Warm inflation is a promising model of inflation, taking account of dissipative processes that are neglected in the usual, cold inflationary models. In warm inflation, radiation is produced by dissipation of the inflaton field, and reheating is not necessary. This type of inflationary model was introduced and developed initially by Berera and coworkers. Also, interactions between the inflaton field and the radiation provide a mechanism for producing viscosity.

In this article, I have given a review of some recent models with particular emphasis on their predictions of optical parameters, making it possible to evaluate the models against the observational data obtained by the Planck team. In particular, power law potential inflation, PI, and natural inflation, NI, in the warm inflation scenario have been considered.

I have emphasized that there are some interesting differences between the predictions of these models and the corresponding cold inflation models. The first thing to be noted is that the warm inflation models in general predict a vanishingly small value of the tensor-to-scalar ratio, r. I the present paper I have parametrized the scalar spectral index $n_s$ by ${\delta }_{ns}=1-n_s$. The Planck data favor the value ${\delta }_{ns}=0.032$, $r<0.11$ and a number of e-folds $N=60$.
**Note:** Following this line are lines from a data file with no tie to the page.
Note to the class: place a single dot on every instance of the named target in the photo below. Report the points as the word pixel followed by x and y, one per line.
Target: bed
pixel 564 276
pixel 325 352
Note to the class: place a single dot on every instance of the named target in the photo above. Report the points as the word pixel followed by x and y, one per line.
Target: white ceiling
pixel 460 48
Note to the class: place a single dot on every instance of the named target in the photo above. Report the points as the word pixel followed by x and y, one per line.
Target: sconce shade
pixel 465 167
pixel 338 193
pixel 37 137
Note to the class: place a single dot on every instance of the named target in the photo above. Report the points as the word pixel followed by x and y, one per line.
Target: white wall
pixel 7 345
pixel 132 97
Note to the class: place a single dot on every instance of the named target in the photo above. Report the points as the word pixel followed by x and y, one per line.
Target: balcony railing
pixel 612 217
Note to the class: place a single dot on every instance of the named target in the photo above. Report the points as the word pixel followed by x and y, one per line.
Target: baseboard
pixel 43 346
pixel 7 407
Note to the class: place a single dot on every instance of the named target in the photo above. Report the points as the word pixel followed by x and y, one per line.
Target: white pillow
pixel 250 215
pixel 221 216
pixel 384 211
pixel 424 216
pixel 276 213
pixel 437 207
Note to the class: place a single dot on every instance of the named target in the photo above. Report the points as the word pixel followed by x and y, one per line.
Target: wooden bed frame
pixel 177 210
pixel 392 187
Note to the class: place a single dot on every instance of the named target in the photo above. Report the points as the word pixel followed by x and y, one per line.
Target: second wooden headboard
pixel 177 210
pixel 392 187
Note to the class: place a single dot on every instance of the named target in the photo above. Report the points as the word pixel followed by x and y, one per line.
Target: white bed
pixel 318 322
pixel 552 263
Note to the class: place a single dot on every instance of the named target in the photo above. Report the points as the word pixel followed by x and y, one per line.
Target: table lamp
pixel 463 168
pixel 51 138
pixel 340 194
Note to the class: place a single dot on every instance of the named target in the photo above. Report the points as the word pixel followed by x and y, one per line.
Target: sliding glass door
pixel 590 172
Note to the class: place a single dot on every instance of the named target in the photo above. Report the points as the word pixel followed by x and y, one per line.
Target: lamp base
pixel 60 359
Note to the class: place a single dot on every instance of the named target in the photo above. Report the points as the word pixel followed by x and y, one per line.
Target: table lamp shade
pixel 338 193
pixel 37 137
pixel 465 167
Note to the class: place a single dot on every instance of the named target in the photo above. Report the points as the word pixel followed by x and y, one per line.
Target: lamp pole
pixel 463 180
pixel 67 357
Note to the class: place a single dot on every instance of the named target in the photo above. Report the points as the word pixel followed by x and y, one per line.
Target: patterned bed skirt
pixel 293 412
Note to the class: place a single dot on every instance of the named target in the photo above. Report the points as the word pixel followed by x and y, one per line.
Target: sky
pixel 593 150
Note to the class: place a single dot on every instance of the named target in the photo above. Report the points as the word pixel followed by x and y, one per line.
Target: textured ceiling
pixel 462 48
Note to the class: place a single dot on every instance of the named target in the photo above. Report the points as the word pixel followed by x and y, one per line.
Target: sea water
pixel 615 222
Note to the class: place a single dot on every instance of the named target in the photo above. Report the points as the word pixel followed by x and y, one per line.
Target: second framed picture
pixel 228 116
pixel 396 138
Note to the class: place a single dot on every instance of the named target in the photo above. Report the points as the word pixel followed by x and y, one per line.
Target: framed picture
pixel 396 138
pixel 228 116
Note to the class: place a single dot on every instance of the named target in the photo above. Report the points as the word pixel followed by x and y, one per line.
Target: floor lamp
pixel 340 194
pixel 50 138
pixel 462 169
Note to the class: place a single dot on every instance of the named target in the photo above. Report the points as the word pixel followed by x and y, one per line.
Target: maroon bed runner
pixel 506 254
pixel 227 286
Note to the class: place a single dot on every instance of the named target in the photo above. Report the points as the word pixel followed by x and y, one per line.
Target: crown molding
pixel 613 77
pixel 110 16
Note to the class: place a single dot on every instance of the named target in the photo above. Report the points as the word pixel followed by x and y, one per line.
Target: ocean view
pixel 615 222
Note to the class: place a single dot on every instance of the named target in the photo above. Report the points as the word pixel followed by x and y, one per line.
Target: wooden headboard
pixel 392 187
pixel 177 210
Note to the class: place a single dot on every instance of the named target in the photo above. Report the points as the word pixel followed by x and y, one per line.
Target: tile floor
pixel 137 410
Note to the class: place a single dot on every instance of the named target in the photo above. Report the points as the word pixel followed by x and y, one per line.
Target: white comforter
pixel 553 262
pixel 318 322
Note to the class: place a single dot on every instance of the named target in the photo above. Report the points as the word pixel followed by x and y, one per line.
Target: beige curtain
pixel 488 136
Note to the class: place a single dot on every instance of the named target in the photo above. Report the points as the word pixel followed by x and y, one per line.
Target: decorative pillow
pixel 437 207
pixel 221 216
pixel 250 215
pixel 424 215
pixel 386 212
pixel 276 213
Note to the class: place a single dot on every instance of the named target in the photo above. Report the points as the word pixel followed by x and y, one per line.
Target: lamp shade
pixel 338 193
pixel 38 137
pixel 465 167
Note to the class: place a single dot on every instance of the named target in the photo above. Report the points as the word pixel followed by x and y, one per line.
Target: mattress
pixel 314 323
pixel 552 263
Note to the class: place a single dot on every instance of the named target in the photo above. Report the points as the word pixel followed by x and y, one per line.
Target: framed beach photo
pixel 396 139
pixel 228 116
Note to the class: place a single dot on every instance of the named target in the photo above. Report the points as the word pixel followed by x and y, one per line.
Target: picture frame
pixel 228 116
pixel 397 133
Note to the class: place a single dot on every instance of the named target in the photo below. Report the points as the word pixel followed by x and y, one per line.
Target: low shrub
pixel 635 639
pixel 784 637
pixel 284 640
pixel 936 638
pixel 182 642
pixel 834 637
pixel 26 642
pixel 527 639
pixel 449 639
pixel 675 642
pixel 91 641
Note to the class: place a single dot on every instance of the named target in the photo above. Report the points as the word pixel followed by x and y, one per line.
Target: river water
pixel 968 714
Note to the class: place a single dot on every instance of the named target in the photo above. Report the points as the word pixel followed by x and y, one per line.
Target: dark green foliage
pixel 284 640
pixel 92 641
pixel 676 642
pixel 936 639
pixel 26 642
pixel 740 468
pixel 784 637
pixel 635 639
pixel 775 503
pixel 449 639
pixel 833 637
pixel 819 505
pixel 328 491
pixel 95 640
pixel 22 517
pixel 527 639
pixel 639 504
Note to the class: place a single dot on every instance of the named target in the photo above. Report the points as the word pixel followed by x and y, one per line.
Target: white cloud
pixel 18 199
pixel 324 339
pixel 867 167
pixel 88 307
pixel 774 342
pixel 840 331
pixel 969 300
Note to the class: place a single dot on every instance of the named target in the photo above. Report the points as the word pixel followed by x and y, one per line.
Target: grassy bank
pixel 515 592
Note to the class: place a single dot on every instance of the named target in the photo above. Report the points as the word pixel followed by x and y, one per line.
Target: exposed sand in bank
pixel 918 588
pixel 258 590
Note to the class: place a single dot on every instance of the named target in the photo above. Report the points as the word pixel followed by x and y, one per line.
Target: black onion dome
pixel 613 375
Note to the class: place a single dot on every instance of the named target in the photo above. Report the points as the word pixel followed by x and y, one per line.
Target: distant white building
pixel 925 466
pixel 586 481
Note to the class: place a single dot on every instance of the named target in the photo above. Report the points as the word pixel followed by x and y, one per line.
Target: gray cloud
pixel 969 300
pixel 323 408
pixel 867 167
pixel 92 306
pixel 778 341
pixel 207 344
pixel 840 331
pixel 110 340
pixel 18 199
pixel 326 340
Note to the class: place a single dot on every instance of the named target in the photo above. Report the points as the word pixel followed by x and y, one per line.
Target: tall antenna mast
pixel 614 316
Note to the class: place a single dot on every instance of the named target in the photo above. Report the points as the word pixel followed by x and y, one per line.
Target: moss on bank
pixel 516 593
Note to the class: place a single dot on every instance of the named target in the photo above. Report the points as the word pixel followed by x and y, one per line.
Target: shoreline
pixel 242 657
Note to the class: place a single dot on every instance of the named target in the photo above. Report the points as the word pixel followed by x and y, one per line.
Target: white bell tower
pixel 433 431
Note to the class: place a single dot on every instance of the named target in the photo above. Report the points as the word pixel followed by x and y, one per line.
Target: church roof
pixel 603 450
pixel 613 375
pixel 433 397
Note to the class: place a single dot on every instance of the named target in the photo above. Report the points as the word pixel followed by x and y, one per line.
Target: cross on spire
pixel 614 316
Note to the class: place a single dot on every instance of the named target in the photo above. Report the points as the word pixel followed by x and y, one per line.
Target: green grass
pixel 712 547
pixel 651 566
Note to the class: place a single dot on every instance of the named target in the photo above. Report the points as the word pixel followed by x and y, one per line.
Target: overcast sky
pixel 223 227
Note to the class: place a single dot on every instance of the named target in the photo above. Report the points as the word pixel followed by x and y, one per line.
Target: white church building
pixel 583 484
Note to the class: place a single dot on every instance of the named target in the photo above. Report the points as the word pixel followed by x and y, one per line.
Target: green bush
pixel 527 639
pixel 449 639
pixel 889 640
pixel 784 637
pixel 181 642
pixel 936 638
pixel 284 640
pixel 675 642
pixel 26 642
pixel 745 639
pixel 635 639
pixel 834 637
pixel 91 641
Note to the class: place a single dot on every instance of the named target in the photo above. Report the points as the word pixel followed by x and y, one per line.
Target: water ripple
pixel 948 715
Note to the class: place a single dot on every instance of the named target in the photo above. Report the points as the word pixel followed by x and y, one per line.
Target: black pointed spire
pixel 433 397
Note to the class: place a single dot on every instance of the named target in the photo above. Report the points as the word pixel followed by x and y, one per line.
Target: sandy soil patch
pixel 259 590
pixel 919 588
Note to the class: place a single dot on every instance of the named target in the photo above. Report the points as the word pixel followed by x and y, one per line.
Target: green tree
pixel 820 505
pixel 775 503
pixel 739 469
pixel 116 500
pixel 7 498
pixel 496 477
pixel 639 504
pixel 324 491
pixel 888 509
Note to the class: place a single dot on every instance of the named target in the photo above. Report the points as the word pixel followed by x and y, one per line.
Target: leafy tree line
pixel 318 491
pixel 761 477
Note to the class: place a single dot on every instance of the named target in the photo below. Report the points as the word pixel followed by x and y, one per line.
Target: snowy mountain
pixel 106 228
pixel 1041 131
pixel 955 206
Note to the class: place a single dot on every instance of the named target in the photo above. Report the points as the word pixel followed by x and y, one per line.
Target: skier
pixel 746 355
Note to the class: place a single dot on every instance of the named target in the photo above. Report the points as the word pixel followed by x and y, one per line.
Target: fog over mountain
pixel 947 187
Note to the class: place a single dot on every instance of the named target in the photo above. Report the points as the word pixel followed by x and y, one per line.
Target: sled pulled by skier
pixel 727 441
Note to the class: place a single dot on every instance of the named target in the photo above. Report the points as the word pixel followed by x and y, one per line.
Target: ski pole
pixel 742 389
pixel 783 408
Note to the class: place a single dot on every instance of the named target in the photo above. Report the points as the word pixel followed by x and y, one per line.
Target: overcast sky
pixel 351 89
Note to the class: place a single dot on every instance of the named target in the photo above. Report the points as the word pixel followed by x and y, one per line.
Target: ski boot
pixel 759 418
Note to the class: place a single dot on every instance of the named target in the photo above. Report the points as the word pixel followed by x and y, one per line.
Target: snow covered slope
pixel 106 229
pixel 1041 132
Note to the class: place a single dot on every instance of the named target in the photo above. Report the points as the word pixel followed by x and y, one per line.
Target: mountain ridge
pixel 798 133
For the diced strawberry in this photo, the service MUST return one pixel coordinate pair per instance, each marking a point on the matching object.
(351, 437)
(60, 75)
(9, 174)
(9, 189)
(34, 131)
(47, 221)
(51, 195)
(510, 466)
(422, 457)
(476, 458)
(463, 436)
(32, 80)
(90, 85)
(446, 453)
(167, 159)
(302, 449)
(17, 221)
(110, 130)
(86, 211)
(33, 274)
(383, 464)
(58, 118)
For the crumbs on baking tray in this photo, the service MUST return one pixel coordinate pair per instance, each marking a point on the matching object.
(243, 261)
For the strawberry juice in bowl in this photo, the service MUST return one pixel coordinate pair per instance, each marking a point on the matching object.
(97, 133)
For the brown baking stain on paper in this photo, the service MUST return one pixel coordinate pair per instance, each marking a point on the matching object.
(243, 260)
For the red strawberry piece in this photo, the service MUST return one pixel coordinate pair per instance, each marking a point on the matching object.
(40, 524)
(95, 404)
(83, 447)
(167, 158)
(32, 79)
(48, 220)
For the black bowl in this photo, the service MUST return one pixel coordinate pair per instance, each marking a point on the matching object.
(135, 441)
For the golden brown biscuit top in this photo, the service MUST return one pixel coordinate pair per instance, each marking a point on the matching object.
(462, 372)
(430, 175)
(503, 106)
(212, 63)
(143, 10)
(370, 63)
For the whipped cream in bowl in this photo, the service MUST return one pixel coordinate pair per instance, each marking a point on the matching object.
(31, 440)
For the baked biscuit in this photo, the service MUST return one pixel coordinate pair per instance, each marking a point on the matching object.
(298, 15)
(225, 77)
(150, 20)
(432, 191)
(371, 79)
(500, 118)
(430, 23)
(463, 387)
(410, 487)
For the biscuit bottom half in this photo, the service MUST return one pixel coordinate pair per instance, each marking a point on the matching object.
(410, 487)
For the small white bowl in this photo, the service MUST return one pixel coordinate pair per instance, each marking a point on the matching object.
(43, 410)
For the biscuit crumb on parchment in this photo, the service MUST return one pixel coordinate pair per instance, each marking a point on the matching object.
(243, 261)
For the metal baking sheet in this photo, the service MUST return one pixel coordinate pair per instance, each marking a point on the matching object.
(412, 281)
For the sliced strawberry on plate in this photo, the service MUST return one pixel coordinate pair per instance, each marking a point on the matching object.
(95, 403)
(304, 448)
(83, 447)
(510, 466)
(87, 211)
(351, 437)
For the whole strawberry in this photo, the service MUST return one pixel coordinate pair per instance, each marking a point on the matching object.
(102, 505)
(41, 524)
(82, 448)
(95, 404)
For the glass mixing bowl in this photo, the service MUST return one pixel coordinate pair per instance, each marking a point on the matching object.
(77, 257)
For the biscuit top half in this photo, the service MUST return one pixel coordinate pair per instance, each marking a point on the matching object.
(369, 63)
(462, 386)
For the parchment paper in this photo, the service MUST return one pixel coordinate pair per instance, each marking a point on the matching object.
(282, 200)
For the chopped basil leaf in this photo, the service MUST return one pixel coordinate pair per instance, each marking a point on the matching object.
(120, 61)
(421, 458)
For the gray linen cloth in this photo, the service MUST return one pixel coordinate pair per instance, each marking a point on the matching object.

Cold PI with the potential (4.1) predicts ${\delta }_{ns}=\frac{2\left(p+2\right)}{p+4N}$ and $r=\frac{16p}{p+4N}$. Inserting ${\delta }_{ns}=0.032$ and $N=60$ gives $p=1.8$ and $r=0.12$. The corresponding warm PI model with constant value of the dissipation parameter $\mathrm{\Gamma }$ predicts, according to Equation (6.24), ${\delta }_{ns}=\frac{20+p}{4+p}\frac{1}{2N}$ giving $p=2.8$. The corresponding model with $\mathrm{\Gamma }=\mathrm{\Gamma }\left(\varphi \right)=V\left(\varphi \right)$ predicts ${\delta }_{ns}=-\frac{4+3p}{4+p}\frac{1}{N}$ giving $p=-2.36$. However, according to Equation (6.15), this model is only consistent for $-4<p<-3.92$. Hence, this model is in conflict with the Planck data.

Cold natural inflation predicts

$${\delta }_{ns}=b\frac{\left(2+b\right)e^{bN}+b}{\left(2+b\right)e^{bN}-b},r=\frac{8b^2}{\left(2+b\right)e^{bN}-b},b={\left(\frac{M_P}{M}\right)}^2$$

(8.1)

Inserting ${\delta }_{ns}=0.032$ and $N=60$ gives $b=0.032$ or $M=5.5M_P$, giving $r=0.0006$. Since $M>M_P$ this is large field inflation according to the standard definition of this classification (Lyth [50], Dine and Pack [51]). The corresponding warm natural inflation model has two parameters, $\mathrm{\Gamma }$ and $V_0$, contained in $\beta$ in the expression for ${\delta }_{ns}$. Hence, some assumption concerning the relationship between $\mathrm{\Gamma }$ and $V_0$, is needed to make a prediction of the value of ${\delta }_{ns}$ in this model.